Language models for Swedish in collaboration with AI Sweden and RISE
Title: Language models for Swedish in collaboration with AI Sweden and RISE
DNr: Berzelius-2022-184
Project Type: LiU Berzelius
Principal Investigator: Johanna Björklund <johanna.bjorklund@umu.se>
Affiliation: Umeå universitet
Duration: 2022-10-03 – 2023-05-01
Classification: 10208
Homepage: https://docs.google.com/document/d/108lIzYvSqWav_ZDBroDb7GlMfG15BVRVmsI1O8q15ok/edit?usp=sharing
Keywords:

Abstract

This application concerns the 2nd phase of the project will develop the first truly large-scale generative language models for the Swedish language.
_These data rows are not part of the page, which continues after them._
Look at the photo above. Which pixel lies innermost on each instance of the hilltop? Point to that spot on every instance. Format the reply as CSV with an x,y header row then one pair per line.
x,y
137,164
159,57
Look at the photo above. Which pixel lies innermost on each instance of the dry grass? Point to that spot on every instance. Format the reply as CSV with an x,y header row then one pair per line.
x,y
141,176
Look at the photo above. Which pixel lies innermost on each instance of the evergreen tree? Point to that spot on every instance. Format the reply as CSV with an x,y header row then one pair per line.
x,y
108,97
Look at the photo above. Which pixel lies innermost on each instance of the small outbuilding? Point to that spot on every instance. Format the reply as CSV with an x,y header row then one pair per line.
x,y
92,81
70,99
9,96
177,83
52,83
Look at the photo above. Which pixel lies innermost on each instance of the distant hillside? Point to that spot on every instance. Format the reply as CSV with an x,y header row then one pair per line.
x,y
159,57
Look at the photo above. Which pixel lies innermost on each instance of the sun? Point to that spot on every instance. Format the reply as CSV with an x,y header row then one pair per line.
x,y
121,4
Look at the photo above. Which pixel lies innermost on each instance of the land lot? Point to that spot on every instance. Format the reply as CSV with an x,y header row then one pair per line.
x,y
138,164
The models will be based on the GPT architecture, using the Nvidia Megatron framework, and our will have 20B, 40B, and 175B parameters. As such, this project is an extension of the preliminary work done by the AI Sweden team in collaboration with Nvidia, and on the Project Berzelius-2022-2 that served to realise the initial models in this series. The proposed project will deliver the largest model built in Sweden to date, and will be unique even internationally due to its size and, in extension, extremely broad applicability for the entire Nordic region. The WASP WARA Media and Language is the perfect development and application environment for such a model, and will rapidly accelerate the competence and capacity of Swedish AI research in general, and Swedish NLP in particular.